Open 000generic opened 1 year ago
If there are any comments or guidance on this, I can include them in the talk I'm recording this Friday for the Biodiversity Genomics conference in October. I'll being showing the coverage pattern but for now will leave it as unresolved as to what is generating the pattern - I'm assuming some mistake or artefact on my side but have no idea what to make of it really.
Thank you!
Well, # of contigs frankly speaking does not mean anything. What is much more important is that the length of assembly increased drastically. You 50x assembly is twice as large as 30x.
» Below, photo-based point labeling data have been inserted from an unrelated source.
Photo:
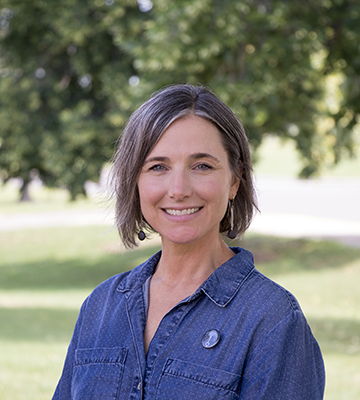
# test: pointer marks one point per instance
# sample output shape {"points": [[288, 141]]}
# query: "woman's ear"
{"points": [[234, 187]]}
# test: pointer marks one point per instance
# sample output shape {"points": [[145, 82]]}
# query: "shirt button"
{"points": [[210, 339]]}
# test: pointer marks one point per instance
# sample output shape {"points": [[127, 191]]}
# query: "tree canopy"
{"points": [[72, 72]]}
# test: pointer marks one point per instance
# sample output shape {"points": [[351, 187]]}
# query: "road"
{"points": [[325, 208]]}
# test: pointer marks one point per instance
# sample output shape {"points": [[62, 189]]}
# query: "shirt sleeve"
{"points": [[63, 389], [286, 364]]}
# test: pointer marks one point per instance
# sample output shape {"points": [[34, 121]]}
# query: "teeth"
{"points": [[182, 212]]}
Since you're assembling something wild-caught, then you need to consider multiple factors:
So, as coverage coverage increases you're starting to assemble all low-covered stuff: you're seeing more variants (inter- and intra- genome), you're seeing more contamination. And, more importantly, these artifacts start to assemble (so assembler will not remove them as sequencing errors or other relatively ow-covered stuff).
PS: You have not attached your spades.log files, they are identical to params
Hi ASL - thanks for your reply!
Sorry for the mistake on uploading - attached are the log files.
I agree with what you highlight - however its worth noting, for example, that the expected genome size is reached at 30x (a 2015 genome publication for a species in the genus has a genome of 300-350 Mb - and at 30x in the assemblies genome size is at ~330-360 Mb) - but then genome size loosely doubles going from 30x to 35x and goes beyond double as coverage increases. This feels like maybe the haplotypes suddenly / dramatically co-assembled across the transition from 30x to 35x in coverage, given the near doubling of expected genome size. However BUSCO scores cut in half with no real change in duplicates. So maybe the heterozygosity is suddenly taking hold at 35x causing the haplotypes to attempt co-assembly but largely failing with a jumbling of things so that many previously well formed genes at 30x are corrupted at 35x and unrecognized by BUSCO....?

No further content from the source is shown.